2

To preface this - I have no influence on the design of this problem and I can't really give a lot of details about the technical background.

Say I have a lot of components of the same type that regularly get a boolean event - and I need to hold a short history of these boolean events.

A coworker of mine wrote a rather naive implementation using the type Map<Component, CircularFifoQueue<Boolean>>, CircularFifoQueue being data structure from Apache Commons. The code works, but given how generics work in Java and the dimensions used, this is really inefficient as it stores a reference to one of the two singleton boolean objects instead of just one bit.

Generally there are around 100K components and the history is supposed to hold the 5-10 most recent boolean values (might be subject to change but probably won't be larger than 10). This currently means that around 1.5GB of RAM are allocated just for these history maps. Also these changes happen quite frequently so it wouldn't hurt to increase the CPU efficiency if possible.

One obvious change would be to move the history into the Component class to remove the HashMap-induced overhead.

The more complicated question is how to efficiently store the last few boolean values. One possible way would be to use BitSets, but as those use long[] as their underlying data structure, I doubt it would be the most efficient way to store what is essentially 5 bits.

Another option would be to directly use an integer and shift the value as a way to remove old entries. So basically

int history = 0;
public void set(int length, boolean active){
   if(active) {
      history |= 1 << length;
   } else {
      history &= ~(1 << length);
   }
   // shift one to the right to remove oldest entry
   history = history >> 1;
}

Just off the top of my head. This code is untested. I don't know how efficient or if it works, but that is about what I had in mind.

But that would still lead to quite some overhead compared to the optimal case of storing 5 bits of data using 5 bits of memory.

One could achieve some additional saving if the histories of the different components were stored in a contiguous array, but I'm not sure how to handle either one giant contiguous BitSet. Or alternatively a large byte[] where each byte represents one bool-history as explained above.

This is a weirdly specific problem and I'd be really glad about any suggestions.

dohamann
  • 86
  • 7
  • 2
    If you're only dealing with 5 bits you can use a `byte` instead of an `int`. You can then `history &= 0b11111` to clear older entries.
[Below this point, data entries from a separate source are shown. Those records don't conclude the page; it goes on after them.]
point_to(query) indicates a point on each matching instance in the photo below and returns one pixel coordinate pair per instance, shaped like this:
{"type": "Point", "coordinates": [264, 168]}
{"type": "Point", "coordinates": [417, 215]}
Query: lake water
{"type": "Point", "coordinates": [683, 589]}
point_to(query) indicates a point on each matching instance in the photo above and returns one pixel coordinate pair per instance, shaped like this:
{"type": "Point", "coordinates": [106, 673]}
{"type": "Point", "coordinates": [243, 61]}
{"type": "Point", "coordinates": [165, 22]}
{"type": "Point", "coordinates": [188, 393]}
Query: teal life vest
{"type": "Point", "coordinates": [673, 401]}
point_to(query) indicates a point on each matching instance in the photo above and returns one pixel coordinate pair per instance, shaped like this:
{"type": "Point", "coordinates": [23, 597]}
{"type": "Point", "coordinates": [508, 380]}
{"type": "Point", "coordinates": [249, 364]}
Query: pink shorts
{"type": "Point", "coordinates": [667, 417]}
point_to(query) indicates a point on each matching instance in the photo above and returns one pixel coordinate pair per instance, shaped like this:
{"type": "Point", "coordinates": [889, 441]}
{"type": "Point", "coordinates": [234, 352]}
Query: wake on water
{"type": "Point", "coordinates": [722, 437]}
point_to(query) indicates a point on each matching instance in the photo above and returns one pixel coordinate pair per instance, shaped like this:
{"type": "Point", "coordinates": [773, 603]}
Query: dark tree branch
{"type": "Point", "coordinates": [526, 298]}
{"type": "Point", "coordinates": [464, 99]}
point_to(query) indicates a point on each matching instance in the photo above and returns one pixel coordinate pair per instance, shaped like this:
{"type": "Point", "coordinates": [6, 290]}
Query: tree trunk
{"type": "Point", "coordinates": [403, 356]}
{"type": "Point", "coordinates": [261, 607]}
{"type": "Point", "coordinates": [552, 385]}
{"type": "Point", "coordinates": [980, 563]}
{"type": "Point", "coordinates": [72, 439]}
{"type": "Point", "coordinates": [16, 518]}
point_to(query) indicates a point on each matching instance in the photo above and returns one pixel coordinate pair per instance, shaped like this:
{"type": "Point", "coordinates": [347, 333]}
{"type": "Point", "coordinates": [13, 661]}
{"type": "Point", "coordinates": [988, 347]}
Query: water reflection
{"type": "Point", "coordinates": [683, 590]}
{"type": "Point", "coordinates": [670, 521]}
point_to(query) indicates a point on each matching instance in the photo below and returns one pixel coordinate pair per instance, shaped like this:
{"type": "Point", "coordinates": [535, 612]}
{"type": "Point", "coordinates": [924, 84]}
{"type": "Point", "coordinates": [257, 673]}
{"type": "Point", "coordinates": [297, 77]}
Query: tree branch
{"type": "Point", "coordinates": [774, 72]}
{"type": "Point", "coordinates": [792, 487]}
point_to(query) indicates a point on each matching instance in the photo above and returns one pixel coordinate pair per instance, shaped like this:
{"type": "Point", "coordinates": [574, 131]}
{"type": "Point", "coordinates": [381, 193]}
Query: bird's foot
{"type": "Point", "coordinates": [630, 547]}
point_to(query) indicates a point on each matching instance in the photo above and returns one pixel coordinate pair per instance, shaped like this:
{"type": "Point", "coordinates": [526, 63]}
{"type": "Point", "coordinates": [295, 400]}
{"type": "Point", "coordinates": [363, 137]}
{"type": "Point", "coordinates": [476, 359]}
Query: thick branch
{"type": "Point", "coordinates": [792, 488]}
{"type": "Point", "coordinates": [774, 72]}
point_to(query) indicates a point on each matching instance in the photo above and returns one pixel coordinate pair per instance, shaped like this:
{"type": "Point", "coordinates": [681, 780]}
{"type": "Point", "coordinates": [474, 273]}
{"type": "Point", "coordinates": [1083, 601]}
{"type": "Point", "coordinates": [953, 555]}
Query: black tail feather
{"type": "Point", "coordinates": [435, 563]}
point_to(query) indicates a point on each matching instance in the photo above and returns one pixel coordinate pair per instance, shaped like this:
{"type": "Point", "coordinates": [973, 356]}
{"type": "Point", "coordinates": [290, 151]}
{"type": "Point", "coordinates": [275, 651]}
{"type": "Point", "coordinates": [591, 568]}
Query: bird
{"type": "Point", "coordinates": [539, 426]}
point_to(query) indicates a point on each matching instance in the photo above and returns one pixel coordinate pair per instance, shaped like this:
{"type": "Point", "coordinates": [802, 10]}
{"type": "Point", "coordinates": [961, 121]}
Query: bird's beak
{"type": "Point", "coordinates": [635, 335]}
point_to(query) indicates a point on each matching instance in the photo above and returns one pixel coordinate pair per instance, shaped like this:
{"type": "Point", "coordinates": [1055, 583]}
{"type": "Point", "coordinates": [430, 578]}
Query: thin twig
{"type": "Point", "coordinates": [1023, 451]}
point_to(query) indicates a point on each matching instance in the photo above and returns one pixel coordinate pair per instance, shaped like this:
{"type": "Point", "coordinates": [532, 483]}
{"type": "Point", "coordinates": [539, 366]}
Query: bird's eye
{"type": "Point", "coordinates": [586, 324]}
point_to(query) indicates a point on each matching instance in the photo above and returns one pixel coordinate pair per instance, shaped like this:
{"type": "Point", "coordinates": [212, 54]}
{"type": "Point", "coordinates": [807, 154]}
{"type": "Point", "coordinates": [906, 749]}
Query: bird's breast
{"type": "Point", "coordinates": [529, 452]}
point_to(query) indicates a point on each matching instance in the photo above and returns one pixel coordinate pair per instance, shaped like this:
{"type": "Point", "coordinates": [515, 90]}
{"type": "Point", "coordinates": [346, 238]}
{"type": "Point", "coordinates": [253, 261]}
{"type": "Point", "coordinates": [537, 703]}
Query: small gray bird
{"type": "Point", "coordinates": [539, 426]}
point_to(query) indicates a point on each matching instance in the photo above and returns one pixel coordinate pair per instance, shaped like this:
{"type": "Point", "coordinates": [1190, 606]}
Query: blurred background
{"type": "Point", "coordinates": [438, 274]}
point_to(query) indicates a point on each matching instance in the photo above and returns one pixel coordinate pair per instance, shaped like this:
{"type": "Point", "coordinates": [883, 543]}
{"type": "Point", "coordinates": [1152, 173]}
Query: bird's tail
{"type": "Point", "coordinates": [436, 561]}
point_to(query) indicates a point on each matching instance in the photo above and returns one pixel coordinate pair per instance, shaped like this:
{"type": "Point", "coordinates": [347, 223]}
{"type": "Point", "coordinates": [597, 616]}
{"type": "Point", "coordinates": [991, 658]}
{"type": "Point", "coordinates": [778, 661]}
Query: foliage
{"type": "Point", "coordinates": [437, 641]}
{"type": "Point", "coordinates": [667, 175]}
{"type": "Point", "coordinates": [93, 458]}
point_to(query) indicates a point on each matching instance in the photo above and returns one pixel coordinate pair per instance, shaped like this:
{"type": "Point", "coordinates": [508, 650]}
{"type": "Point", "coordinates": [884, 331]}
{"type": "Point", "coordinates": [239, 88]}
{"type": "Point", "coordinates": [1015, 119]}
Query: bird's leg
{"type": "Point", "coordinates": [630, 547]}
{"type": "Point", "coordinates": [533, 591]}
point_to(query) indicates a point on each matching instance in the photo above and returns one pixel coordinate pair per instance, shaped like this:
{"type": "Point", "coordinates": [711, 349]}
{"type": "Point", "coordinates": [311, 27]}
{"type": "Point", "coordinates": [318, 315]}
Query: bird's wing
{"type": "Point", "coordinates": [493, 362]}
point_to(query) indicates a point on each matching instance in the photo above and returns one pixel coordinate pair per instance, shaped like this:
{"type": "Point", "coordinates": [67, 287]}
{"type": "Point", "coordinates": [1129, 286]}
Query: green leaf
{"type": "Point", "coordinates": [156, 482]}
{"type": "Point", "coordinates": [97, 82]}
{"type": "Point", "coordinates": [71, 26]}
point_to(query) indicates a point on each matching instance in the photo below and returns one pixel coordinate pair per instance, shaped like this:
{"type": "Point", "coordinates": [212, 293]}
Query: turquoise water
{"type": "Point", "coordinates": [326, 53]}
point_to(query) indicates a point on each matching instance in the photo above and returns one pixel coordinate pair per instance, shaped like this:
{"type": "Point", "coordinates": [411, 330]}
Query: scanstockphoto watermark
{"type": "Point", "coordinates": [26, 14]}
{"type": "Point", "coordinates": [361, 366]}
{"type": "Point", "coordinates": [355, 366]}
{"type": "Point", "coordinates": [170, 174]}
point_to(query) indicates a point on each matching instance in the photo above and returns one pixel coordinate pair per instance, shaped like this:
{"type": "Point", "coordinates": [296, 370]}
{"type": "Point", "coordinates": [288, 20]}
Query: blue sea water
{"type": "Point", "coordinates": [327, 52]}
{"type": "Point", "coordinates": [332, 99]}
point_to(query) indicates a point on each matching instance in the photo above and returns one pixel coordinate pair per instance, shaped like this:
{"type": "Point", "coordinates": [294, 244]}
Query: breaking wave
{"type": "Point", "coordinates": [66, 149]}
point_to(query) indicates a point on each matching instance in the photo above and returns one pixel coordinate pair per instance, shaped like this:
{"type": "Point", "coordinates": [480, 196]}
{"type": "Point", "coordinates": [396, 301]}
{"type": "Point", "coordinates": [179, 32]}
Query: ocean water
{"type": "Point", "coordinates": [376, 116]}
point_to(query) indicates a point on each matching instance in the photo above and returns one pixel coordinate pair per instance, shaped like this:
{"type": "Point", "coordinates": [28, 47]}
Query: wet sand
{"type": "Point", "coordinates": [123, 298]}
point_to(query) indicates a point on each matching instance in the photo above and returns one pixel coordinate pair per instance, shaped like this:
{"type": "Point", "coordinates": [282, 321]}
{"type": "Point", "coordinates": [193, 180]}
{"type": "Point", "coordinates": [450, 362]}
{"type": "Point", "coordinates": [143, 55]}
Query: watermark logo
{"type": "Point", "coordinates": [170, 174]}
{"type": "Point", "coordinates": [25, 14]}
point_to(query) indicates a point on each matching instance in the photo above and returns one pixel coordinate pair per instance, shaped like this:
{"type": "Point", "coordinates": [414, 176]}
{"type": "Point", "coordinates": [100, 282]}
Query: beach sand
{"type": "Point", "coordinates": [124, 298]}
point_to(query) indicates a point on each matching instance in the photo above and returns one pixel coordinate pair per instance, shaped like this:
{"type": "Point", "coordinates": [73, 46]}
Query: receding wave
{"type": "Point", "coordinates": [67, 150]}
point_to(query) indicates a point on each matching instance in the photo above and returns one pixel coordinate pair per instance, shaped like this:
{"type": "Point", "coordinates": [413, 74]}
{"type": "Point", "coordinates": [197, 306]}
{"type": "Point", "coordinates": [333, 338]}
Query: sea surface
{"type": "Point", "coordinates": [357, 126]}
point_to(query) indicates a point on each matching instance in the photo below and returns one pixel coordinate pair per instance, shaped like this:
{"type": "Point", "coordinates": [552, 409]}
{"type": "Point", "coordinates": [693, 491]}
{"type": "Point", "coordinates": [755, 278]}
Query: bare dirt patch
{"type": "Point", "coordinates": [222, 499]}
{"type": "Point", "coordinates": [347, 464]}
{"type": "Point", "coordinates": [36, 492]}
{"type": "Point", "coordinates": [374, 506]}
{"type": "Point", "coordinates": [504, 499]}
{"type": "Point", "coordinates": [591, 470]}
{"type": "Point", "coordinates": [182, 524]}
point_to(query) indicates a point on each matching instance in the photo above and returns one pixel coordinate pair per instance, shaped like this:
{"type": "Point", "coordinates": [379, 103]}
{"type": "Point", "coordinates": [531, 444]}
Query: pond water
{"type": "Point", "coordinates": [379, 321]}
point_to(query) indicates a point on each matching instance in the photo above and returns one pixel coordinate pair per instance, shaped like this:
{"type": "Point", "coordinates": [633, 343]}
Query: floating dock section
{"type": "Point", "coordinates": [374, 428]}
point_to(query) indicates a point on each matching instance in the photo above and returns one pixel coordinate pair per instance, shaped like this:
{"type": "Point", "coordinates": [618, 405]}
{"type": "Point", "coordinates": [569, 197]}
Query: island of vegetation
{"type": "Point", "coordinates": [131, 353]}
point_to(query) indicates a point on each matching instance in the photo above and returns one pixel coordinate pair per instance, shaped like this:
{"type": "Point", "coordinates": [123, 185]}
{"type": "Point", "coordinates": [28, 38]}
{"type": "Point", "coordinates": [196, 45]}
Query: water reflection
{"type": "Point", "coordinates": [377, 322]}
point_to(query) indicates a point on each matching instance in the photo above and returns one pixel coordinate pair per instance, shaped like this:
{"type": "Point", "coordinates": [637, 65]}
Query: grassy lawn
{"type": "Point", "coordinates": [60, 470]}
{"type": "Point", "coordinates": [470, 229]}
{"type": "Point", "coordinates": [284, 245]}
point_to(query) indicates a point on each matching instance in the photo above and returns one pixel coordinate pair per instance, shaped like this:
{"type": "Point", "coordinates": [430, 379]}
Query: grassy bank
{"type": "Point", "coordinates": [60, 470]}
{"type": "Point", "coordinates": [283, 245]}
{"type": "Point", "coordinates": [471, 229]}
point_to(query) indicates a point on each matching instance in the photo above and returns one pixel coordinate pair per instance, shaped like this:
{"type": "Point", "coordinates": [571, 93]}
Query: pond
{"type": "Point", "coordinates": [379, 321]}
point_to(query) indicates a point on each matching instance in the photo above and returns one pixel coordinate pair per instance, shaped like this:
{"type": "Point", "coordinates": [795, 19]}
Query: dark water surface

However, at this point any optimization is minimal and probably won't affect your performance and/or memory footprint. – Benjamin Urquhart Aug 15 '19 at 17:40
  • Can you give an index to each `Component`? Why are you storing them in a `Map`? – fps Aug 15 '19 at 17:49
  • @BenjaminUrquhart Thanks for the suggestion but AFAIK (and please correct me if I'm wrong) that actually doesn't make a difference in Java. Due to memory alignment the byte member (or even a boolean for that matter) will be stored using 32 bit anyway. – dohamann Aug 15 '19 at 18:22
  • @FedericoPeraltaSchaffner As I said I personally wouldn't store them in a map, that's just the way it is right now. The components are actually already indexed. I think my best bet right now is to use a byte array where each byte represents the history of a component. – dohamann Aug 15 '19 at 18:25
  • If you already have all the components indexed (or can achieve it somehow), I'd go with a big `BitSet` to store all the components, i.e. I'd use 10 bits to represent each component's history – fps Aug 15 '19 at 18:39

1 Answers1

2

Setting aside the bit manipulations which I'm sure you'll conquer, please think how efficient is efficient enough.

Every instance of

class Foo {}

allocates 16 bytes. So if you were to introduce

class ComponentHistory {
  private final int bits;
}

that's 20 bytes.

If you replace the int with byte, you're still at 20 bytes: byte type is padded to 4 bytes by JVM (at least).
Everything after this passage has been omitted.